Health

Cut Consumer Health Care Costs

As the courts and lawmakers continue to argue about the future of America’s health care system, one thing is for sure: More people today are covered by health insurance than ever before. But what that coverage includes is an entirely different story.

Consumers are facing higher bills, less transparency, bureaucratic nightmares and, of greatest concern, less comprehensive care. Something needs to change.

Consumers are understandably angry and confused. Recent surveys from Ipsos on behalf of Consumers for Quality Care found that Americans are deeply frustrated by unpredictable costs and the lack of transparency in health care.

Two in three Americans struggle with predicting how much they will have to pay for health care when they need it. They fear health care costs even more than they worry about costs associated with retirement, college, housing or child care, and they want more clarity to avoid getting hit with surprise bills and shocking fees.

According to survey respondents, the most frustrating aspects of the health care system are hospital fees and unexpected bills (74 percent), insurance costs like premiums, copays and deductibles (71 percent) and out-of-pocket costs for prescription drugs (64 percent).

Unfortunately, there are too many areas where health care policies are increasing consumers’ out-of-pocket costs, while increasing health care industry earnings. One good example of this is after-the-fact emergency department denials.

Some insurers are instituting policies that would force policyholders to pay for an emergency room visit if the insurer later deems it a non-emergency. Patients are essentially being asked to self-diagnose. As a result, many patients will likely delay or go without emergency care rather than risk being unexpectedly required to pay emergency department costs out-of-pocket.

This isn’t just a problem in the emergency department, however.

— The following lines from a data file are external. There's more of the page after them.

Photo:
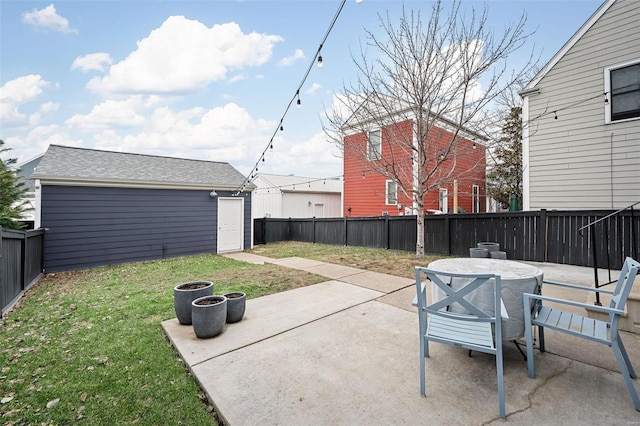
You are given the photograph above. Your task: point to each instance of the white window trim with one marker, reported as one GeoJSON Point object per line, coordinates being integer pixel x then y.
{"type": "Point", "coordinates": [607, 90]}
{"type": "Point", "coordinates": [475, 199]}
{"type": "Point", "coordinates": [444, 198]}
{"type": "Point", "coordinates": [374, 155]}
{"type": "Point", "coordinates": [387, 193]}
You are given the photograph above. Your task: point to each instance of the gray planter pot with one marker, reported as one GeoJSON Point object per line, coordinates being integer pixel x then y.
{"type": "Point", "coordinates": [236, 303]}
{"type": "Point", "coordinates": [489, 246]}
{"type": "Point", "coordinates": [478, 252]}
{"type": "Point", "coordinates": [209, 315]}
{"type": "Point", "coordinates": [185, 293]}
{"type": "Point", "coordinates": [497, 254]}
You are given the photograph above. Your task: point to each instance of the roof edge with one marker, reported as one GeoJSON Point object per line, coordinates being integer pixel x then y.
{"type": "Point", "coordinates": [568, 45]}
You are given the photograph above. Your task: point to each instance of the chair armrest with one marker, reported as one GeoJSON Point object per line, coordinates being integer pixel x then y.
{"type": "Point", "coordinates": [528, 296]}
{"type": "Point", "coordinates": [577, 287]}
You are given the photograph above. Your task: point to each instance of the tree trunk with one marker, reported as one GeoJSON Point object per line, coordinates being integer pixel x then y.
{"type": "Point", "coordinates": [420, 233]}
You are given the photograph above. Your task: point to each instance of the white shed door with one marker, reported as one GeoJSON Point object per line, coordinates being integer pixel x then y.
{"type": "Point", "coordinates": [230, 224]}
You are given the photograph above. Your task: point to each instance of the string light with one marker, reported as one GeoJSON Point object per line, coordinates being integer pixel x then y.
{"type": "Point", "coordinates": [316, 59]}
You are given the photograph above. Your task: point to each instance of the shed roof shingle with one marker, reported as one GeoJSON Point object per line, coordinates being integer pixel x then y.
{"type": "Point", "coordinates": [63, 163]}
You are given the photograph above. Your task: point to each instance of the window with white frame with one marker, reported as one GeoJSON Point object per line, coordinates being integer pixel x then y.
{"type": "Point", "coordinates": [622, 87]}
{"type": "Point", "coordinates": [443, 202]}
{"type": "Point", "coordinates": [392, 193]}
{"type": "Point", "coordinates": [476, 198]}
{"type": "Point", "coordinates": [374, 144]}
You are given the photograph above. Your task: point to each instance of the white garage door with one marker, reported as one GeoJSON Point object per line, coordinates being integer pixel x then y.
{"type": "Point", "coordinates": [230, 224]}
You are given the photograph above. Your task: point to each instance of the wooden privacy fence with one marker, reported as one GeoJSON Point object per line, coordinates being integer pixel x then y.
{"type": "Point", "coordinates": [542, 236]}
{"type": "Point", "coordinates": [20, 264]}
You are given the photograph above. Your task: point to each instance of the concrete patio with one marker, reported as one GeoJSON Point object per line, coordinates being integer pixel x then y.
{"type": "Point", "coordinates": [345, 352]}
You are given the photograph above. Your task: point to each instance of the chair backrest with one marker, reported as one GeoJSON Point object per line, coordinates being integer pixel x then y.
{"type": "Point", "coordinates": [624, 284]}
{"type": "Point", "coordinates": [475, 297]}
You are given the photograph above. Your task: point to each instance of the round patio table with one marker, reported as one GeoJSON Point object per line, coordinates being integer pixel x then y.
{"type": "Point", "coordinates": [516, 277]}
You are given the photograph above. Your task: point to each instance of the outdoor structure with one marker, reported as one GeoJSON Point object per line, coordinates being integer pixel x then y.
{"type": "Point", "coordinates": [581, 117]}
{"type": "Point", "coordinates": [25, 171]}
{"type": "Point", "coordinates": [369, 193]}
{"type": "Point", "coordinates": [295, 196]}
{"type": "Point", "coordinates": [102, 207]}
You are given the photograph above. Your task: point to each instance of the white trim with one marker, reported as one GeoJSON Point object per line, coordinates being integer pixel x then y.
{"type": "Point", "coordinates": [444, 191]}
{"type": "Point", "coordinates": [376, 153]}
{"type": "Point", "coordinates": [386, 192]}
{"type": "Point", "coordinates": [569, 44]}
{"type": "Point", "coordinates": [607, 90]}
{"type": "Point", "coordinates": [37, 214]}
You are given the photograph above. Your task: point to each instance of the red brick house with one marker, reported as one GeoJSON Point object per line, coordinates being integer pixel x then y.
{"type": "Point", "coordinates": [460, 178]}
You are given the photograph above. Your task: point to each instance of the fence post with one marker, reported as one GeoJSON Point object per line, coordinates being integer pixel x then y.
{"type": "Point", "coordinates": [541, 237]}
{"type": "Point", "coordinates": [386, 232]}
{"type": "Point", "coordinates": [345, 230]}
{"type": "Point", "coordinates": [2, 283]}
{"type": "Point", "coordinates": [447, 236]}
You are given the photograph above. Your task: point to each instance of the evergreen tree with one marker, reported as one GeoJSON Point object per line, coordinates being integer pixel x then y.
{"type": "Point", "coordinates": [12, 191]}
{"type": "Point", "coordinates": [506, 177]}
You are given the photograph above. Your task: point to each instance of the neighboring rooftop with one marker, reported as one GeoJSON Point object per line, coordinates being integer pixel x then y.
{"type": "Point", "coordinates": [291, 183]}
{"type": "Point", "coordinates": [61, 163]}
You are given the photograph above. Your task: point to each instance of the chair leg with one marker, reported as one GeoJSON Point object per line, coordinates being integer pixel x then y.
{"type": "Point", "coordinates": [500, 370]}
{"type": "Point", "coordinates": [422, 368]}
{"type": "Point", "coordinates": [632, 372]}
{"type": "Point", "coordinates": [622, 363]}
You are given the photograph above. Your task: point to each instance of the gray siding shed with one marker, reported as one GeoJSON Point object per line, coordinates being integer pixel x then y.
{"type": "Point", "coordinates": [101, 207]}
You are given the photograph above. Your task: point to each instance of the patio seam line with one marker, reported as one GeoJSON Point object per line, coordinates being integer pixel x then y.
{"type": "Point", "coordinates": [282, 332]}
{"type": "Point", "coordinates": [535, 390]}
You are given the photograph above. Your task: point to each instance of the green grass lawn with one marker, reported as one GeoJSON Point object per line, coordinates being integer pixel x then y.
{"type": "Point", "coordinates": [87, 346]}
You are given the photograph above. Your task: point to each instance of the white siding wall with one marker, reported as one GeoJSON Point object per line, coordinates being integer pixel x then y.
{"type": "Point", "coordinates": [577, 161]}
{"type": "Point", "coordinates": [300, 204]}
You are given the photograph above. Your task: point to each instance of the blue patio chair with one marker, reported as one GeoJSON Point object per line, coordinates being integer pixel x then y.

Hospital care more broadly is the largest single component of total personal health care spending in the United States, and the latest National Health Expenditure data shows health care expenditures grew by 3.9 percent in 2017.

Surprise bills, billing errors and vast swings in average prices for similar tests and procedures are pushing patients into severe financial stress and requiring countless hours on the phone between the bureaucracies of hospital administrators, care providers and insurers. Greater transparency in hospital pricing is essential.

And consumer frustration is not limited to within the hospital walls. New insurance policies in which insurers no longer allow drug copay coupons to count toward patients’ deductibles mean consumers continue to be caught in the middle of industry disputes about price and transparency.

As state legislatures across the country and the new Congress in Washington, D.C., convene, it’s time to do right by patients. A broad, bipartisan majority of voters (77 percent) believed that policymakers were focusing on the wrong things to improve health care in 2018. They want a new approach from politicians to tackle costs and ensure greater clarity in the system. That means shining a light on and reforming policies that strain consumers’ pocketbooks while padding the bottom lines of the health care industry.

The health care industry itself shouldn’t get a pass. Industry can and should reform various practices that needlessly inflate consumer cost, and consumers believe the health care industry has great ability to make changes and to be more transparent about those consumer costs.

The goal sounds simple: higher-quality, lower-cost health care. After years of fights, we know it is not as easy to achieve as it sounds. But today, as in past years, a better health care system remains a priority for the American public. Lawmakers and the health care industry should take heed.

 

The Honorable Donna M. Christensen is a member of the Consumers for Quality Care Board  and retired from the U.S. House of Representatives in 2015 where she served nine terms, and she is the first female physician to serve as a member in the history of the U.S. Congress.